I have created an Outlook Add-In via C# and Visual Studio 2013. This add-in will create a number of custom tasks, which is working. The problem I am having is searching for those custom created tasks and deleting them. I have code working to search based on a strict subject line, but nothing using "LIKE" to find partial search matches. I've also read that the find method cannot search the body, so then advanced search is better. I am trying to work with the advanced search documentation I can find, but am not sure of what the "scope" parameter would be for tasks, or even if this is the best solution.
I figured the best approach was to append all custom created tasks with a footer notated "DO NOT DELETE" and output text here that I could search to determine the task was created by my add-in and then delete it. I have also considered storing the custom task's EntryID at the time of creation, but have read that this number can change, so I am not sure this will be the best method to always find and delete the custom created tasks.
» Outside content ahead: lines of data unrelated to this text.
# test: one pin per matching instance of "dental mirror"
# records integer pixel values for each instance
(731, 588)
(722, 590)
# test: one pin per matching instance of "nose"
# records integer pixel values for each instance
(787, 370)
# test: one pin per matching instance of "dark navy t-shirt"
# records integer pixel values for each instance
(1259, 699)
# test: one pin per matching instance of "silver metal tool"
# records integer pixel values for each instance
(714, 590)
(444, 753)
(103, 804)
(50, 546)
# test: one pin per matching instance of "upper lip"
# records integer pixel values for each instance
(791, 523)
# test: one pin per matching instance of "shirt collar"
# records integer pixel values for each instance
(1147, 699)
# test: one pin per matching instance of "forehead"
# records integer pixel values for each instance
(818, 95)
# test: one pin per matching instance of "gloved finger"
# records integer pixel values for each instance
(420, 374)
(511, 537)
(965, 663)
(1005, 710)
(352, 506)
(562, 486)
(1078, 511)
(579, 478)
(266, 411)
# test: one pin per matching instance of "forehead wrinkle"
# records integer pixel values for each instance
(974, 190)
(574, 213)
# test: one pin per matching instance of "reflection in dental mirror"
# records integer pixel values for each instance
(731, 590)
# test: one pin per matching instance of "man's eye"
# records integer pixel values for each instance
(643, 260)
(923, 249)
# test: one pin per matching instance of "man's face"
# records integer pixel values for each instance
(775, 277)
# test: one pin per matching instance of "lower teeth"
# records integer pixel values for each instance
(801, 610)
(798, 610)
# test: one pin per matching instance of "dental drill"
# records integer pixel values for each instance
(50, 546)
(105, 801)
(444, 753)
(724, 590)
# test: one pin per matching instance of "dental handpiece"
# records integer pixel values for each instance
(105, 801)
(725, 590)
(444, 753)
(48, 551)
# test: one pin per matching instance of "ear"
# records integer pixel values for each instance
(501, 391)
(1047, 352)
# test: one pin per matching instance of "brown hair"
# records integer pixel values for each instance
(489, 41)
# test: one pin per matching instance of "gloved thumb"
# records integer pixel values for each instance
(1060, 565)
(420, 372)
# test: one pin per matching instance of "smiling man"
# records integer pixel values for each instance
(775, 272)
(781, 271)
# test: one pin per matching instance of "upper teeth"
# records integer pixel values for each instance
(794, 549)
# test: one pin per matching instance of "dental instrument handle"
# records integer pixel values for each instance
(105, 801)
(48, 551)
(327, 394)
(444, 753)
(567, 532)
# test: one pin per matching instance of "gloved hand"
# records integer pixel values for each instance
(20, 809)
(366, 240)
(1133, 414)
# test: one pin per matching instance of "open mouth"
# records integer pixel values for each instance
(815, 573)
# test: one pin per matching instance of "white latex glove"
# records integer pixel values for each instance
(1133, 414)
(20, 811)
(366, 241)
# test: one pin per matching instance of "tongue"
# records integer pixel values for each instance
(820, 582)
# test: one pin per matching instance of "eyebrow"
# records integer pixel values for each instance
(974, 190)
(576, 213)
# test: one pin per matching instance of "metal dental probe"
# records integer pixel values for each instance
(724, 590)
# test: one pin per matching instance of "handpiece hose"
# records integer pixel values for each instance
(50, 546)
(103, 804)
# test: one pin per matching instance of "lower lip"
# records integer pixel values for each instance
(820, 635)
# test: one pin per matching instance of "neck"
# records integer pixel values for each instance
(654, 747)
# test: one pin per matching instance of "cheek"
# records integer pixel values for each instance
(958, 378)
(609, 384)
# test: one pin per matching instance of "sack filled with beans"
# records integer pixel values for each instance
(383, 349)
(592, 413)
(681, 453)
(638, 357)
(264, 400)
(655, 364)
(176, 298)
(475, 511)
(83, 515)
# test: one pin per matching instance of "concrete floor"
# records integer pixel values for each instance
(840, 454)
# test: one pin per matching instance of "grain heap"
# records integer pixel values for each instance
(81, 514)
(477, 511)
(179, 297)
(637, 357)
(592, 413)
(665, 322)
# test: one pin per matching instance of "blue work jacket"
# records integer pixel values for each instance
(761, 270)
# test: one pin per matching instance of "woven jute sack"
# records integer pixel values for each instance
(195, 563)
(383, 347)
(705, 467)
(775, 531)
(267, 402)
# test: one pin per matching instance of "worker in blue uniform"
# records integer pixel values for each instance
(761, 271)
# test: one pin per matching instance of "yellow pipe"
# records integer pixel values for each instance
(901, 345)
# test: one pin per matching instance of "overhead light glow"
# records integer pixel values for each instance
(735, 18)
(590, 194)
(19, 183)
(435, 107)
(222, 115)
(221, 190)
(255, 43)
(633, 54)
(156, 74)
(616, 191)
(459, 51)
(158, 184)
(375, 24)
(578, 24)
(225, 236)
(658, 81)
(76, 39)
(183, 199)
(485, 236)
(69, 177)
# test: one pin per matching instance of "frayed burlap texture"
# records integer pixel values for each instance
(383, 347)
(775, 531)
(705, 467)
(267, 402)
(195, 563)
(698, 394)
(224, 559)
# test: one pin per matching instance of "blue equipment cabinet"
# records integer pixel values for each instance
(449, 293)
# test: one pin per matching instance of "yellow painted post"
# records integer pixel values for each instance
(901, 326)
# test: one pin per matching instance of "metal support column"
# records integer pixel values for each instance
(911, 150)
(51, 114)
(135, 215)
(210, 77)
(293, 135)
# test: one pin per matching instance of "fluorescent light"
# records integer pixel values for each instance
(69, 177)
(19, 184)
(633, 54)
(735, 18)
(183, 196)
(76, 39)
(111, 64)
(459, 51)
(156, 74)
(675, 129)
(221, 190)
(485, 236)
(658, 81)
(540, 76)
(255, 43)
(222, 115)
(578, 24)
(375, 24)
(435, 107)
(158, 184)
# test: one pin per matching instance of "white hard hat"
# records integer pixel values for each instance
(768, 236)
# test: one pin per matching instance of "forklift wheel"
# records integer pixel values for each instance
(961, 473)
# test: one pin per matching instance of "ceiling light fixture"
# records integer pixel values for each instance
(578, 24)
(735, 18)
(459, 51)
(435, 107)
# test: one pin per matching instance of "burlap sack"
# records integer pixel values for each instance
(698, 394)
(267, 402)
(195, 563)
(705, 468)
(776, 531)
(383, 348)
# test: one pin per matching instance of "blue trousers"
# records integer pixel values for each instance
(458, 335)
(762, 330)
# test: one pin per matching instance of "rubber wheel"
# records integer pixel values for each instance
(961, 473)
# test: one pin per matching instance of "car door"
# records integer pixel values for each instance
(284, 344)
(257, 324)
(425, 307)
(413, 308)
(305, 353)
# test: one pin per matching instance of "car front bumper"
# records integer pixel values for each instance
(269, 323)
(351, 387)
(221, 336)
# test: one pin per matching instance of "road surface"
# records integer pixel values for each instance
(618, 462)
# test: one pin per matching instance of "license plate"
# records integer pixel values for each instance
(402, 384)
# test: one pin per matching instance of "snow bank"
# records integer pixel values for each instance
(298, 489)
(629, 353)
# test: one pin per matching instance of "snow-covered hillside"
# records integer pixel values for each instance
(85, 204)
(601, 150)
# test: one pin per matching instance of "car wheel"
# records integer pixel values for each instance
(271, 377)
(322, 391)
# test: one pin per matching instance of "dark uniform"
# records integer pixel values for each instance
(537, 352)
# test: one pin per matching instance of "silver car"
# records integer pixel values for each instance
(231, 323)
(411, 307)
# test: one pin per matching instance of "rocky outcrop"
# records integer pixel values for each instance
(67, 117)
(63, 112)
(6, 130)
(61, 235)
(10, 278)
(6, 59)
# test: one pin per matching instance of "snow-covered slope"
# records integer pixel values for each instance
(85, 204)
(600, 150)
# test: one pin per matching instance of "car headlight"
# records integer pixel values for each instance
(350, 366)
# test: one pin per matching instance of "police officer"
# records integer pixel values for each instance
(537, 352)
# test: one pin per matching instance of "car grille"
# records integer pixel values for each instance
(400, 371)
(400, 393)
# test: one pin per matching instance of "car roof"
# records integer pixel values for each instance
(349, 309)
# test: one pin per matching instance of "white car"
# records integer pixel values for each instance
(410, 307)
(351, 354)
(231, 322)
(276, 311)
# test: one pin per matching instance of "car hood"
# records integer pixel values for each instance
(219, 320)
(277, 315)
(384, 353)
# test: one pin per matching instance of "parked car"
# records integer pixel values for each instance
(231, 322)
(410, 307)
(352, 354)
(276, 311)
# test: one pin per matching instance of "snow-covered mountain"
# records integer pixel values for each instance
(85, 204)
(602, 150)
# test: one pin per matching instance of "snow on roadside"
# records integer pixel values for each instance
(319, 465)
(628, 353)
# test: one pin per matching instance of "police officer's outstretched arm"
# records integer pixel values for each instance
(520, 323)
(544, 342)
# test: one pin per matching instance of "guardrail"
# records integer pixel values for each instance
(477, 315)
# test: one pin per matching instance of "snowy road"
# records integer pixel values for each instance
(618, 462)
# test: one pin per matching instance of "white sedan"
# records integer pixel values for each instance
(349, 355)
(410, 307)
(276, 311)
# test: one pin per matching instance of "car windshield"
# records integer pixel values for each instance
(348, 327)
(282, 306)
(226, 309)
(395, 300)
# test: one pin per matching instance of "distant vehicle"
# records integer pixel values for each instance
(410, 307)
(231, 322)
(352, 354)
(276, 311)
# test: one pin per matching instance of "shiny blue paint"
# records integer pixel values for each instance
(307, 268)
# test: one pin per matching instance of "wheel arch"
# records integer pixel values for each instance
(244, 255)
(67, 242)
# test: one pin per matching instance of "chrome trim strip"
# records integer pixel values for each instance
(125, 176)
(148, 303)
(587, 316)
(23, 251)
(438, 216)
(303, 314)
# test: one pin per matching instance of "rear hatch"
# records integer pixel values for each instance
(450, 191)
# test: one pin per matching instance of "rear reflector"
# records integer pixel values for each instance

I am hoping one of you would be able to assist with a code sample of searching a user's task folder for all tasks containing a string in the body of the task. Alternatively, I can definitely work with a search of all tasks containing a string in the subject line. I am pulling my hair out over this, and I appreciate any guidance, articles, or code samples you all can provide! I either find examples in VB, or partial explanations that I am unable to put into practice.
EDIT: SOLVED
Thanks to the below response marked as an answer, I wanted to give more code detail here in case anybody needs a more detailed answer in the future. This solution does not search the body text as stated in this post title as that solution was not the best way to accomplish what I needed.
Creating the task
using Outlook = Microsoft.Office.Interop.Outlook;
Outlook.Application app = new Outlook.Application();
Outlook.TaskItem task = app.CreateItem(Outlook.OlItemType.olTaskItem) as Outlook.TaskItem;
Outlook.UserProperties taskUserProperties = null;
Outlook.UserProperty taskUserProperty = null;
try {
taskUserProperties = task.UserProperties;
taskUserProperty = taskUserProperties.Add("Custom Property Name", Outlook.OlUserPropertyType.olText, true, 1);
taskUserProperty.Value = "Custom value";
task.Save();
}
catch (Exception ex) {
MessageBox.Show(ex.Message);
}
finally {
if (taskUserProperty != null) Marshal.ReleaseComObject(taskUserProperty);
if (taskUserProperties != null) Marshal.ReleaseComObject(taskUserProperties);
}
Finding it
string searchCriteria = "[Custom Property Name] = 'VALUE TO FIND'";
Outlook.Application app = new Outlook.Application();
Outlook._NameSpace ns = app.GetNamespace("MAPI");
Outlook.MAPIFolder folder = ns.GetDefaultFolder(Outlook.OlDefaultFolders.olFolderTasks);
Outlook._TaskItem taskItem = null;
Outlook.Items folderItems = null;
object resultItem = null;
try {
folderItems = folder.Items;
folderItems.IncludeRecurrences = true;
if (folderItems.Count > 0) {
resultItem = folderItems.Find(searchCriteria);
if (resultItem != null) {
if (resultItem is Outlook._TaskItem) {
taskItem = resultItem as Outlook._TaskItem;
MessageBox.Show(taskItem.Subject, "Task found!", MessageBoxButtons.OK);
}
}
Marshal.ReleaseComObject(resultItem);
}
}
catch (Exception ex) {
MessageBox.Show(ex.Message);
}
finally {
if (folderItems != null) Marshal.ReleaseComObject(folderItems);
}
Why not use the user properties (TaksItem.UserPropertiers.Add)? If the user fields is added to the folder fields, you can search for that property using Items.Find/FindNext/Restrict.